Originally published in full in Issue 148 of The New Quarterly.
TNQ has long been a haven for the well-wrought personal essay. Even so, it is a contest that comes with a distinctive set of challenges. To wit: we ask for essays in which personal experience is framed by thoughtful, bracing, or lively engagement with an issue that the author has researched. What people send us year after year ranges from travel memoirs, illness narratives, and eulogies to portraits of people and places loved and lost, recollections and evaluations, family stories, and so on.
People want a hearing. The essay contest gives you permission to speak your mind.
Judging, in turn, becomes something of an art form. TNQ judges work in close collaboration, labouring toward consensus to identify a winner, a runner-up and any other selections we feel should be published. These then make up our shortlist.
So, here are our criteria, in sum what the judges typically discuss:
Impact. Does the work excite you? Would you press the essay into someone else’s hands, recommend that others read it? Does it bear re-reading? A piece can be of passing interest; the question is, will it hold up over time?
Creativity. Does the work enrich/enlarge/unsettle your grasp of the subject? Is it a fresh take on a subject we have yet to cover? If a subject we’ve tackled before, why should we invest in this iteration?
Voice & style. Is the voice distinctive, compelling, a voice that’s overlooked or underrepresented? (See Marina Nemat’s introduction to Best Canadian Essays 2017.) Is this a work of superior literary (rather than journalistic or commercial) nonfiction?
Risk. Has the writer taken risks in letting the work go public? Would we stand behind that risk and if so, why? (See Jonathan Franzen’s editorial in Best American Essays 2016.) Is this a writer we want to sustain, champion, or mentor?
Resources. Is TNQ the right home for this piece? Why use TNQ’s valuable resources to support this writer? What signals are we sending if we do: that we’re striking out in a new direction, that this work challenges the canon? And so on.

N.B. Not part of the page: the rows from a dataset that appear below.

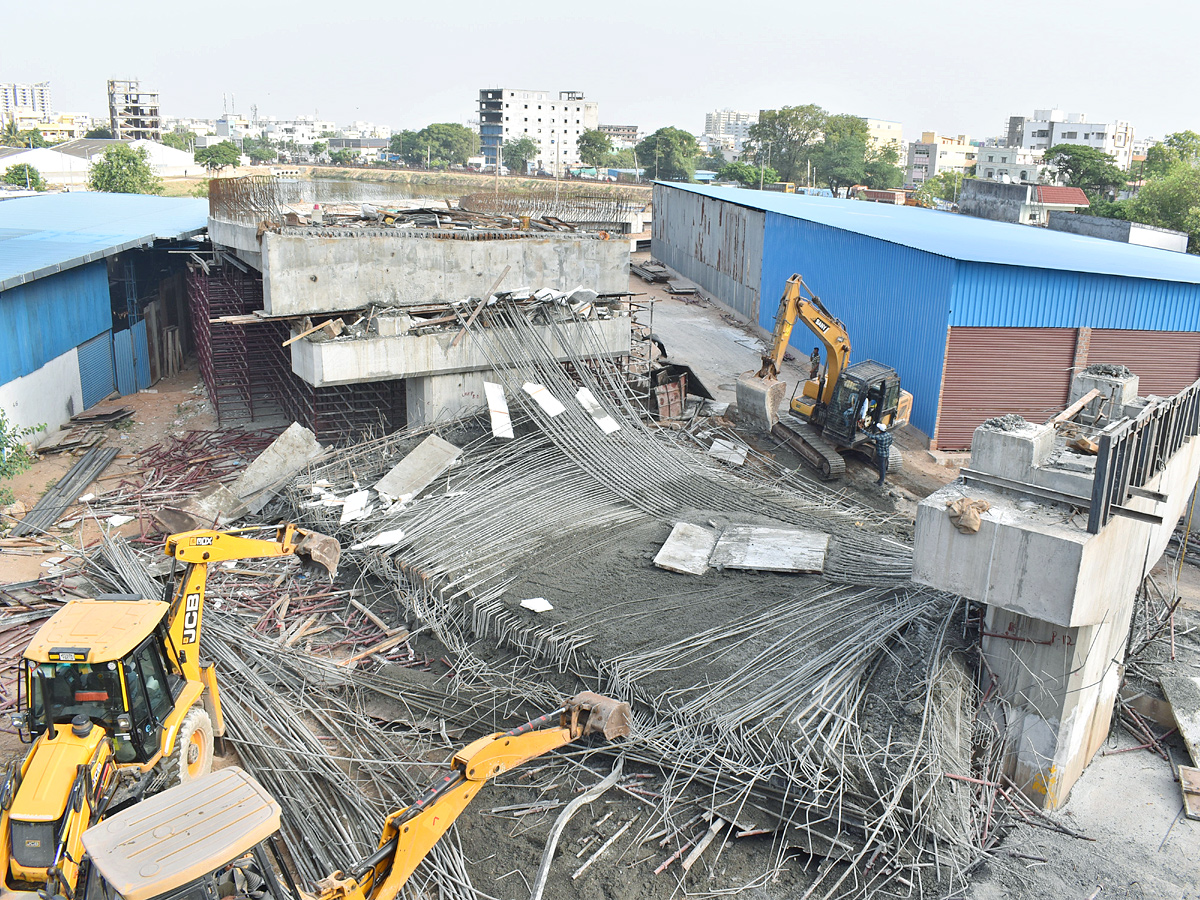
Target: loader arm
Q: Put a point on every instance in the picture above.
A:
(409, 834)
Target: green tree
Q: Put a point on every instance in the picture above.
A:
(124, 169)
(669, 154)
(219, 155)
(882, 168)
(787, 139)
(1086, 167)
(24, 175)
(840, 160)
(747, 174)
(519, 153)
(180, 139)
(593, 145)
(1171, 202)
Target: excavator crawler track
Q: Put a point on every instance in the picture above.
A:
(807, 441)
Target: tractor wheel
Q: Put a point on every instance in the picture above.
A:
(192, 754)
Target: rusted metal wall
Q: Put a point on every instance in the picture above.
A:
(713, 243)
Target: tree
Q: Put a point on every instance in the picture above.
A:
(219, 155)
(882, 169)
(840, 160)
(180, 139)
(24, 175)
(787, 139)
(669, 154)
(747, 174)
(124, 169)
(519, 153)
(593, 145)
(1085, 167)
(1171, 202)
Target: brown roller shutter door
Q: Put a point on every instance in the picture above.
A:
(994, 371)
(1164, 361)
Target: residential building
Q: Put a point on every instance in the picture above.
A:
(1015, 165)
(132, 112)
(937, 153)
(1049, 127)
(552, 121)
(15, 96)
(882, 132)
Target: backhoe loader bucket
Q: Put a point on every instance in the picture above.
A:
(605, 715)
(759, 401)
(322, 550)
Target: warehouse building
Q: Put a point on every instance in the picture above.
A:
(91, 299)
(979, 318)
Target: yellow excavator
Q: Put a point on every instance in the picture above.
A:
(210, 835)
(117, 701)
(840, 407)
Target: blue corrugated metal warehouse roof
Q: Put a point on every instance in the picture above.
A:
(970, 239)
(47, 234)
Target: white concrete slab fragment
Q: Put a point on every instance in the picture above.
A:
(687, 550)
(429, 460)
(498, 409)
(547, 401)
(778, 550)
(588, 401)
(727, 451)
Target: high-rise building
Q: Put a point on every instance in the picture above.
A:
(25, 97)
(552, 121)
(132, 112)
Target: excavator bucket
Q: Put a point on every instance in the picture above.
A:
(759, 401)
(322, 550)
(605, 715)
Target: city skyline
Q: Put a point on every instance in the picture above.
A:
(303, 64)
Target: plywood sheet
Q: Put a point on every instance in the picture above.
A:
(687, 550)
(778, 550)
(429, 460)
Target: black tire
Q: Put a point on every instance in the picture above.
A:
(192, 755)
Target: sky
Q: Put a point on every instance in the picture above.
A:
(957, 69)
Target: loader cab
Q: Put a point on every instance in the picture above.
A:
(867, 394)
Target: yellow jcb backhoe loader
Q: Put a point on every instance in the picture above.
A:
(840, 407)
(113, 693)
(199, 839)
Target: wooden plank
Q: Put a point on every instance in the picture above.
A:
(687, 550)
(1183, 694)
(777, 550)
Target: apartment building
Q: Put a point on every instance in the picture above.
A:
(553, 121)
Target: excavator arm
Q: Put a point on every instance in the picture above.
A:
(409, 834)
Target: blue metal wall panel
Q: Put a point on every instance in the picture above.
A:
(141, 354)
(893, 299)
(1019, 297)
(46, 318)
(123, 355)
(96, 375)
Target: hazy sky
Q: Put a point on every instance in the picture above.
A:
(954, 67)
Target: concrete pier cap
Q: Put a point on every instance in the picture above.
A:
(1057, 598)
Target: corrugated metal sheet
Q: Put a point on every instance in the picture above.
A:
(892, 299)
(1164, 364)
(123, 357)
(1020, 297)
(47, 234)
(965, 238)
(995, 371)
(714, 244)
(96, 372)
(46, 318)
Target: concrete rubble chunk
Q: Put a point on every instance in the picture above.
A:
(777, 550)
(429, 460)
(687, 550)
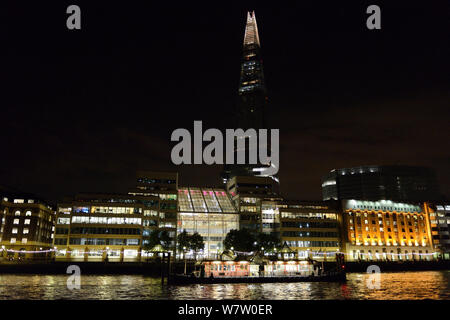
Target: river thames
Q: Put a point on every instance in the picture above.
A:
(393, 286)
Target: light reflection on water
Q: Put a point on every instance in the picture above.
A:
(405, 285)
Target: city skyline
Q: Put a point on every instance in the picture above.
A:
(113, 112)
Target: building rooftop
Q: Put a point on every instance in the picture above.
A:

Year after year, we are seeing an increase in deeply empathetic works that reflect on the human need for real connection—with earth and animals, with one another, and with the ever-imperfect self. Thank you to all who took the time to send work our way. I cannot stress enough how invaluable these contributions are; as readers, editors, and judges, we are enriched by the incredible array of nonfiction that you take the time to send our way.